Emulsifiers are added to packaged and processed foods which include ready meals, margarine, bread, chocolate, desserts, ice cream, cakes, and pastries to improve their shelf life, texture, taste, and appearance.
They include pectins, gums, phosphates, red seaweed-derived carrageenans used for thickening foods, lecithins, modified starches, mono- and diglycerides of fatty acids, and celluloses.
Just like with all food additives, emulsifier safety is frequently evaluated according to the available evidence, but several recent studies suggest that gut bacteria is disrupted by emulsifiers and inflammation is increased, resulting in potentially higher susceptibility to cardiovascular issues.
The researchers evaluated the connections between emulsifier exposure and cardiovascular disease risks, such as cerebrovascular disease and coronary heart disease, conditions that affect blood vessels and blood flow in the brain and heart.
Their results are based on 95,442 individuals aged 43 years on average,79% were women, without any heart disease history who were participating in the NutriNet-Santé study.

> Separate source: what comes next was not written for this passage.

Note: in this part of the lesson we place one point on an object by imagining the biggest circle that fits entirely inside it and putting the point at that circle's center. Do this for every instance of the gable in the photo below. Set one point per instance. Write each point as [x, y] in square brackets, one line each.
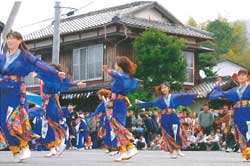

The individuals completed a minimum of 3 (and as many as 21) 24-hour dietary records online throughout the first 2 years of monitoring. The consumption of each beverage and food item was then matched against 3 databases at the brand level to determine if any food additive was present and how much. Lab tests were also carried out to provide quantitative data.
Individuals were also requested to document any significant cardiovascular disease event, which included stroke or heart attack, which was confirmed by an expert panel after medical records were reviewed.
Deaths associated with cardiovascular disease were also documented making use of the national death register, and various well-known heart disease risk factors such as sex, age, BMI, physical activity levels, smoking status, family history, educational level, and quality of diet (e.g. alcohol intake, salt, sugar, energy) were factored in.
After a monitoring period of 7 years on average, increased consumption of carboxymethylcellulose (E466), cellulose (E460), and total celluloses (E460 to E468) were positively linked to increased cardiovascular disease risks, especially coronary heart disease.
Increased consumption of diglycerides and monoglycerides of fatty acids (E472 and E471) were linked to increased risks of all outcomes examined.
Lactic ester of diglycerides and monoglycerides of fatty acids (E472b) was linked to increased cerebrovascular diseases and cardiovascular disease risks, and citric acid ester of diglycerides and monoglycerides of fatty acids (E472c) was linked to increased coronary heart disease and cardiovascular disease risks.
Increased consumption of trisodium phosphate (E339) was linked to a higher coronary heart disease risk as well. There wasn’t any evidence of a link between the other emulsifiers examined and any cardiovascular conditions.
This is just one observational study, so cause can’t be established, and some study limitations were acknowledged by the researchers such as higher educational background, the high ratio of women, and generally more health-conscious behaviors among the individuals participating in the study in comparison to the general population, that might limit the reliability of the results.
Nonetheless, it was a huge study sample and a large variety of potentially influential factors were adjusted for, while detailed brand-specific food additive data was made use of. Also, the results remained unchanged after additional testing.